The OBA Principles, which were developed by industry associations and are enforced by the advertising self-regulatory arm of the Council of Better Business Bureaus, apply to website operators (first parties), advertisers (third parties) and service providers. There are seven OBA Principles: (1) education, (2) transparency, (3) consumer control, (4) data security, (5) material changes to existing practices, (6) sensitive data and (7) accountability.
Under the Transparency Principle, third parties that collect and use OBA data must provide consumer notice at the time that data are collected and used for online behavioral advertising. For instance, an advertiser may attach a link to each advertisement, which, when clicked, provides a disclosure of its online behavioral advertising practices and provides a mechanism for exercising choice regarding such practices. Many advertisers have employed the AdChoices icon, developed by the Digital Advertising Alliance (“DAA”), to satisfy this requirement.

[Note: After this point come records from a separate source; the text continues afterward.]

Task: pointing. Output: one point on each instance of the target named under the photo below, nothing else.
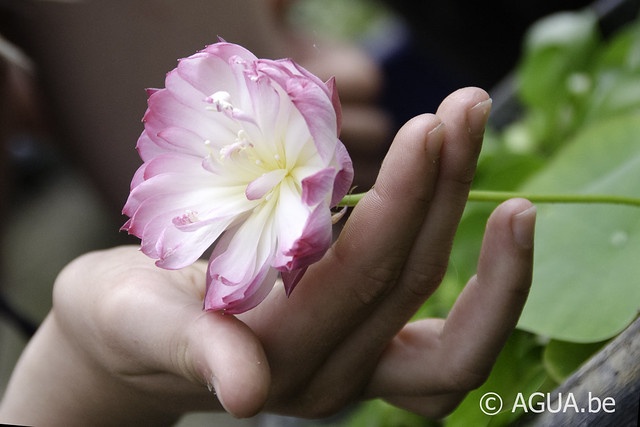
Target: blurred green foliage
(579, 132)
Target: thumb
(229, 356)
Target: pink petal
(317, 187)
(344, 178)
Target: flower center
(263, 169)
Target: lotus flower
(241, 153)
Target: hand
(128, 342)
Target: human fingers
(463, 115)
(301, 333)
(145, 328)
(451, 357)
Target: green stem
(501, 196)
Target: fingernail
(213, 386)
(523, 226)
(478, 115)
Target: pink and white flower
(242, 153)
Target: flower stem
(501, 196)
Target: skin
(127, 342)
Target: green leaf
(586, 284)
(518, 370)
(561, 358)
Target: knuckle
(463, 379)
(424, 279)
(376, 282)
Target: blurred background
(72, 80)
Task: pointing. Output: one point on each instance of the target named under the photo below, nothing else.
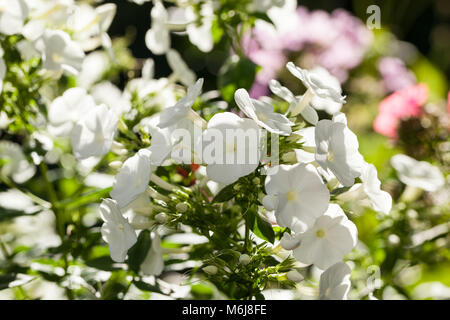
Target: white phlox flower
(264, 5)
(180, 68)
(46, 14)
(157, 38)
(337, 149)
(13, 162)
(182, 110)
(90, 25)
(319, 82)
(139, 212)
(301, 196)
(331, 237)
(60, 52)
(161, 142)
(307, 112)
(116, 231)
(13, 14)
(419, 174)
(107, 93)
(93, 135)
(308, 141)
(94, 66)
(133, 178)
(235, 143)
(200, 33)
(263, 114)
(381, 200)
(335, 282)
(67, 109)
(153, 263)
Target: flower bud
(244, 259)
(294, 276)
(181, 207)
(116, 164)
(161, 217)
(211, 270)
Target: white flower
(60, 52)
(45, 14)
(90, 25)
(319, 81)
(116, 231)
(157, 38)
(264, 5)
(13, 14)
(94, 66)
(335, 282)
(67, 109)
(337, 149)
(227, 166)
(331, 237)
(180, 68)
(263, 114)
(161, 143)
(307, 112)
(93, 135)
(107, 93)
(138, 212)
(132, 179)
(301, 195)
(182, 109)
(200, 34)
(308, 141)
(419, 174)
(13, 162)
(294, 276)
(381, 200)
(153, 263)
(2, 73)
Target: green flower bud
(244, 259)
(211, 270)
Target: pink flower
(402, 104)
(448, 103)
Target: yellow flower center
(320, 233)
(56, 57)
(330, 156)
(291, 195)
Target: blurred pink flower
(402, 104)
(336, 41)
(395, 74)
(448, 103)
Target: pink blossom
(402, 104)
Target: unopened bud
(116, 164)
(161, 218)
(211, 270)
(294, 276)
(181, 207)
(244, 259)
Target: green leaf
(338, 191)
(144, 286)
(264, 229)
(137, 253)
(5, 280)
(225, 194)
(236, 73)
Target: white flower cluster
(299, 193)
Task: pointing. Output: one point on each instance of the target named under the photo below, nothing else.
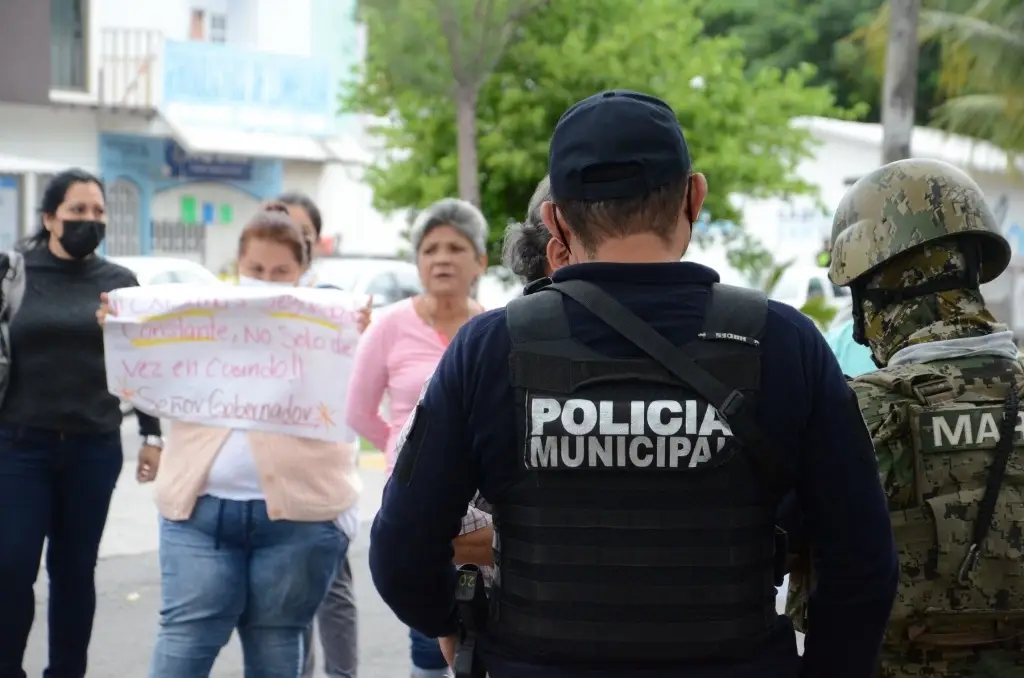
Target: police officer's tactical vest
(640, 531)
(962, 555)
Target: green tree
(977, 66)
(737, 123)
(445, 47)
(784, 34)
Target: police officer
(913, 240)
(634, 425)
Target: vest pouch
(781, 554)
(930, 571)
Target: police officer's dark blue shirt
(469, 442)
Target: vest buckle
(733, 405)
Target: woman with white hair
(399, 350)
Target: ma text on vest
(975, 428)
(584, 433)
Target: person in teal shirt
(854, 358)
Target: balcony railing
(129, 73)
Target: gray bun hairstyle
(459, 214)
(524, 251)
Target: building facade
(194, 112)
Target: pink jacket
(396, 355)
(302, 478)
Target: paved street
(128, 590)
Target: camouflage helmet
(904, 205)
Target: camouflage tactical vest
(950, 423)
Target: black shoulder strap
(539, 320)
(736, 310)
(537, 316)
(729, 403)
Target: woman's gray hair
(459, 214)
(524, 251)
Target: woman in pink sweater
(400, 349)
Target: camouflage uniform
(913, 240)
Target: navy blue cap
(615, 144)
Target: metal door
(124, 238)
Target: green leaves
(736, 123)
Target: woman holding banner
(250, 534)
(59, 428)
(400, 349)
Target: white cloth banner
(264, 358)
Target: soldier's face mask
(928, 295)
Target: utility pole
(899, 89)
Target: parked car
(386, 279)
(161, 270)
(799, 284)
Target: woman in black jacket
(60, 429)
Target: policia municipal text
(635, 425)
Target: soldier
(913, 241)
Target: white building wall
(284, 28)
(303, 177)
(243, 25)
(39, 140)
(64, 136)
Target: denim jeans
(230, 567)
(53, 486)
(427, 659)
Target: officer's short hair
(459, 214)
(620, 166)
(524, 251)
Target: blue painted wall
(143, 161)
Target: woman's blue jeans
(230, 567)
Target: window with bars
(218, 28)
(68, 44)
(178, 238)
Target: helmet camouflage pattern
(904, 205)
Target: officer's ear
(548, 216)
(695, 195)
(558, 256)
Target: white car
(800, 283)
(387, 280)
(161, 270)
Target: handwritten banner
(263, 358)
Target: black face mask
(82, 237)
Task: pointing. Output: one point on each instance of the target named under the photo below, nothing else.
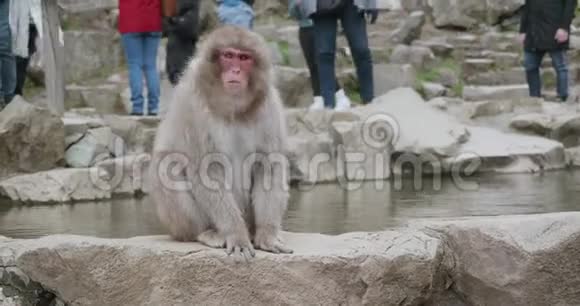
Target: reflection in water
(325, 208)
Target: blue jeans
(141, 53)
(532, 63)
(354, 25)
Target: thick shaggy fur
(203, 120)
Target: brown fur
(202, 120)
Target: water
(324, 209)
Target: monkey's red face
(236, 67)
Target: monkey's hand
(240, 245)
(267, 240)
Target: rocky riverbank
(516, 260)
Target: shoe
(342, 101)
(318, 104)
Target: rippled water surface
(325, 208)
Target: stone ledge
(515, 260)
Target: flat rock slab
(515, 260)
(496, 151)
(59, 185)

Website operators, meanwhile, must provide a disclosure of third-party OBA activity occurring on their websites, either in the privacy policy or in some other location on the sites, and this disclosure must either link to an industry-developed consumer choice page or list every third party conducting OBA activity on the website. In addition, website operators have an obligation for real-time disclosure and must ensure that a clear, meaningful and prominent enhanced notice link appears on each page where data are collected. This requirement can be satisfied by a third party in-ad link, as described above, or by a first-party link in a footer or sidebar, but in either case the notice link must appear on each page where data are collected. In its agreements with the website operators, the Advertising Self-Regulatory Council cited several instances where the operators did not place the enhanced notice link on each page where data were collected.

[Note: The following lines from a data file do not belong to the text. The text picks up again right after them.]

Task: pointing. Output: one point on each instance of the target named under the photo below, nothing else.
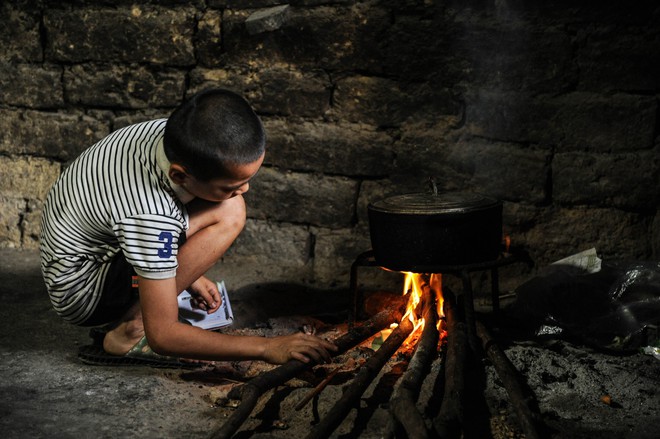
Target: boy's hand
(205, 295)
(301, 347)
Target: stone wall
(551, 108)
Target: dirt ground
(579, 393)
(45, 391)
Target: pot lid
(420, 203)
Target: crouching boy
(159, 203)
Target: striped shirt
(116, 197)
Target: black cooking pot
(424, 232)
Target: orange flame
(415, 284)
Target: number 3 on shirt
(166, 250)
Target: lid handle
(433, 186)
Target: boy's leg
(213, 228)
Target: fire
(414, 285)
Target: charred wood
(448, 423)
(250, 392)
(403, 402)
(521, 400)
(364, 377)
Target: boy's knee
(234, 214)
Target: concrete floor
(45, 391)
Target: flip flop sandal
(140, 355)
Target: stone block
(502, 170)
(267, 20)
(11, 209)
(619, 59)
(602, 123)
(54, 135)
(655, 236)
(27, 177)
(609, 180)
(137, 34)
(576, 121)
(267, 252)
(329, 36)
(370, 192)
(324, 201)
(31, 224)
(32, 86)
(514, 55)
(118, 86)
(20, 39)
(275, 89)
(331, 148)
(208, 46)
(385, 102)
(334, 253)
(561, 232)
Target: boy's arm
(166, 335)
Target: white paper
(197, 317)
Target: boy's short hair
(213, 128)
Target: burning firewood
(250, 392)
(364, 377)
(449, 421)
(403, 401)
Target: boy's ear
(178, 174)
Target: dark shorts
(119, 293)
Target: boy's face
(235, 181)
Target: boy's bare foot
(121, 339)
(126, 334)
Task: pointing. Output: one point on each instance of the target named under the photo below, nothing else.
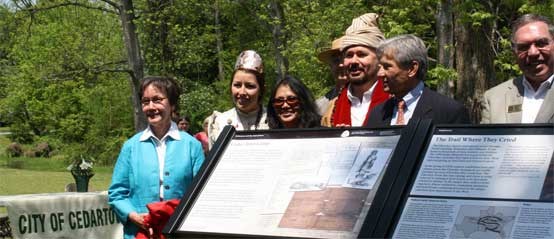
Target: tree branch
(38, 9)
(113, 4)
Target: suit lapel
(546, 112)
(514, 101)
(423, 106)
(387, 111)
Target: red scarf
(341, 112)
(159, 213)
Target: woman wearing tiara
(247, 89)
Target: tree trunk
(220, 69)
(134, 58)
(474, 63)
(445, 35)
(279, 39)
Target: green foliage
(62, 81)
(439, 74)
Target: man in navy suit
(403, 66)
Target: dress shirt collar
(366, 97)
(173, 132)
(414, 94)
(542, 88)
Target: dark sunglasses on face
(292, 101)
(539, 44)
(155, 100)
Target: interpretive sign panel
(301, 183)
(483, 182)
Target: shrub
(43, 150)
(14, 150)
(17, 164)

The advertising industry’s self-enforcement efforts are the latest in a trend towards increasing web users’ awareness of third-party tracking. For instance, as we have written, an amendment to the California Online Privacy Protection Act of 2003 (“CalOPPA”) now requires operators of commercial websites and online services (“operators”) to not only disclose how they respond to “do not track” (“DNT”) signals, but also to disclose whether any third parties can collect personally identifying information when a consumer uses the operator’s website or service. According to May 2014 guidance issued by California Attorney General Kamala Harris, operators should clearly identify the sections of their privacy policies regarding online tracking and should describe their response to DNT signals directly in those policies (rather than by linking to another location as CalOPPA permits). The operators are not required, however, to prohibit third party tracking or to honor DNT requests.
Expectations associated with online tracking and behavioral advertising continue to evolve. The OBA Principles represent an important self-regulatory benchmark to which regulators such as the Federal Trade Commission and state attorneys general likely will look in evaluating whether websites are engaged in deceptive or unfair practices.